Di un gruñido cuando tropecé con algo que también gruñó. Pedí disculpas a una forma oscura y rugiente y seguí adelante, contento de llegar por fin al extremo más alejado de la sala. El banco estaba pegado a la pared. Me retrepé y esperé a que mis ojos se acostumbraran a la oscuridad. Llegó el vino. Era tan agrio como lo recordaba. La Taberna Salaz estaba bastante concurrida, teniendo en cuenta que el sol todavía no se había puesto. Con las actividades de la ciudad suspendidas, ¿qué mejor forma de pasar el tiempo una tarde nublada que permitirse algún que otro vicio? Entre los murmullos, oí risas y maldiciones, y tintineo de dados.
– ¡La suerte está echada! -exclamó uno de los jugadores, y fue coreado por un estruendo de risas de borrachos. Tardé un momento en encontrarle la gracia. César había dicho las mismas palabras a sus hombres cuando cruzó el Rubicón.
– También lo han inmortalizado con una suerte -comentó Tirón.
– ¿Una suerte?
– De dados. La de Venus es la mejor y gana a las demás combinaciones. Ahora los jugadores la llaman Suerte de César y gritan «Cayo Julio» cuando tiran. No creo que eso signifique que se ponen de parte de César, sino sencillamente que son supersticiosos. César asegura tener una parte divina y que desciende de Venus. Así que la Suerte de Venus se ha convertido en «Suerte de César».
– Que gana a todas las demás. ¿Y existe la Suerte de Pompeyo?
Resopló.
– Creo que es cuando se caen los dados de la mesa.
– ¿Tan mala es la posición de Pompeyo?
– ¿Sabes qué dice Cicerón de él? «Cuando estaba donde no debía, siempre se salía con la suya. Ahora que está donde debe, fracasa por completo.» César los ha pillado a todos por sorpresa. Ni siquiera sus partidarios creían que fuera a cruzar Italia con sus tropas. Ya viste el pánico que se produjo. ¡Pompeyo dirigía la estampida! Desde entonces, ha estado tratando de controlar la situación, día tras día. Por la mañana está eufórico y lleno de entusiasmo. Al llegar la tarde le entra miedo y ordena a sus tropas que se retiren más al sur.
Lo miré con aire zumbón.
– Para haber estado enfermo en Grecia desde noviembre, pareces muy bien informado.
Sonrió.
– Tirón sigue enfermo en ese lecho y así seguirá unos días más. Yo soy Soscárides, un filósofo alejandrino en paro y desorientado por la crisis.

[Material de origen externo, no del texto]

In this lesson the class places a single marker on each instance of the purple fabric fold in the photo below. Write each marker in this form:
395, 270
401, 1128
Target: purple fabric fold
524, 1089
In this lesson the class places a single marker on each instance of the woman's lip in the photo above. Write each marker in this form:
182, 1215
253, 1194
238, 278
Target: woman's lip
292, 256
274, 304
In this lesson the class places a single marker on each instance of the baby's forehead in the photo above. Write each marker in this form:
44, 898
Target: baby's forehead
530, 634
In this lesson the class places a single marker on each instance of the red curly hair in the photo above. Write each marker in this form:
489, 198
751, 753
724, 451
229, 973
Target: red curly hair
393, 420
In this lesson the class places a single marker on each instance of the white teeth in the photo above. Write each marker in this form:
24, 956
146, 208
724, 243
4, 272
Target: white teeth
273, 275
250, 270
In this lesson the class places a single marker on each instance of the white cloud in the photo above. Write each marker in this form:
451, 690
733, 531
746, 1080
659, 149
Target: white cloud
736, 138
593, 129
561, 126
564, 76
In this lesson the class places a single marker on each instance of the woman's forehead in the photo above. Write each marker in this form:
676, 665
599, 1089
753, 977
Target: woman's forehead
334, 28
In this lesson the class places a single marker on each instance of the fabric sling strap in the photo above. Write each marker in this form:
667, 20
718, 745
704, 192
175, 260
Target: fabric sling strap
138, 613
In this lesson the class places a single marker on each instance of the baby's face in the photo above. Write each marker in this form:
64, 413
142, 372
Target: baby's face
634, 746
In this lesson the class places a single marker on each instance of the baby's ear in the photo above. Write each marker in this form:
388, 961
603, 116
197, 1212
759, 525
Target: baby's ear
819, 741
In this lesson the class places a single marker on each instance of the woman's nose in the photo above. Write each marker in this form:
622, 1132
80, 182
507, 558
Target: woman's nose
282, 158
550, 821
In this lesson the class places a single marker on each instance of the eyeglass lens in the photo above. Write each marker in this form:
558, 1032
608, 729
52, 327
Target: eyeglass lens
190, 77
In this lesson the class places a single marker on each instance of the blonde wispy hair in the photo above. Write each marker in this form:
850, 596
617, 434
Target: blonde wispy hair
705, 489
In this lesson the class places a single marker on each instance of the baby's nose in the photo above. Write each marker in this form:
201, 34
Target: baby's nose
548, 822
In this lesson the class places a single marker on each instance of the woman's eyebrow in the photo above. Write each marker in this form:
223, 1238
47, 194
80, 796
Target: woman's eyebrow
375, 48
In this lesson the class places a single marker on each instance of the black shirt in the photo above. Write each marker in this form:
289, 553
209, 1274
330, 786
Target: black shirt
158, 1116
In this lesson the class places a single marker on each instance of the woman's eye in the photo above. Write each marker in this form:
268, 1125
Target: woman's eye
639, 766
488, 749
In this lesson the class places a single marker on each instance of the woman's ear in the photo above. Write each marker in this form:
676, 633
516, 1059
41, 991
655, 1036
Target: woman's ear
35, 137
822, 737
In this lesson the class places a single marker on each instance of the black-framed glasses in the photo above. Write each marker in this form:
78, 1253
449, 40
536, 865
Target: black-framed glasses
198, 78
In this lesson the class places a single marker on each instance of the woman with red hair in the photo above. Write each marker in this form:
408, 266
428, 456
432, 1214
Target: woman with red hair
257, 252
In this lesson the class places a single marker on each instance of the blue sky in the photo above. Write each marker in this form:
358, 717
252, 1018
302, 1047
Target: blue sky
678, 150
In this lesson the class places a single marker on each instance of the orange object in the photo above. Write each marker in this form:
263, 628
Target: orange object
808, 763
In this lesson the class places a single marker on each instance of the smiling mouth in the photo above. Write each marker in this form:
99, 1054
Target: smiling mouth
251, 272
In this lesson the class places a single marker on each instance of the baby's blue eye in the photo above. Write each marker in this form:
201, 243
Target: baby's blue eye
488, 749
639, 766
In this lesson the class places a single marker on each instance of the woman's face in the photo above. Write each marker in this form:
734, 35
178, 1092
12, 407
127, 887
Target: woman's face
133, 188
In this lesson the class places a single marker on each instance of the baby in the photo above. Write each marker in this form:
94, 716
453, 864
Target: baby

– ¿Cuál es el objeto de este engaño?
– Cicerón y yo elaboramos el plan juntos, cuando volvíamos de Cilicia. En cada etapa del viaje eran más preocupantes las noticias de Roma: César se burlaba de la constitución, se negaba a dejar sus tropas en las Galias, exigía que se le permitiera aspirar al consulado sin estar en Roma, y Pompeyo cada vez más cabezota, negándose a hacer más concesiones a César. conspirando delante de las puertas de la ciudad y aferrándose a sus legiones de Hispania. Y el Senado, nuestra patética, confusa, cobarde, rapiñera y codiciosa colección de optimates, descomponiéndose en enconadas discusiones que rayaban en la violencia. No hace falta ser Casandra para saber que la situación acabaría en crisis. Cicerón pensó que sería más prudente que yo llegara a Roma antes que él; no podía confiar en nadie más para que le mandara informes precisos.
– ¿Y por qué de incógnito?
– Para recoger datos sin llamar la atención sobre Cicerón. El disfraz es sencillo. Una barba y un cambio de color, eso es todo.
– Pero vuelves a estar delgado, tanto como cuando te conocí. Te ha cambiado la forma de la cara.
– Porque al principio, al volver de Cilicia, caí realmente enfermo y adelgacé mucho. Así que decidí mantenerme delgado como parte del plan. ¡Para mí se acabaron los pasteles de sésamo y miel! Yo no creo que la suma de todos los cambios dé para un disfraz, en toda la extensión de la palabra, pero la suma de todos los efectos da resultado. Nadie parece reconocerme a cierta distancia, y si me reconocen, acaban pensando que se han equivocado, porque Cicerón se cuidó de contar a todo el mundo que su amado Tirón estaba muy enfermo en Grecia. La gente se fía más de lo que «sabe» que de lo que ve. Salvo tú, Gordiano. Debería haber sabido que tú acabarías por descubrirme.
– Desde que has vuelto ¿has pasado todo el tiempo en la ciudad?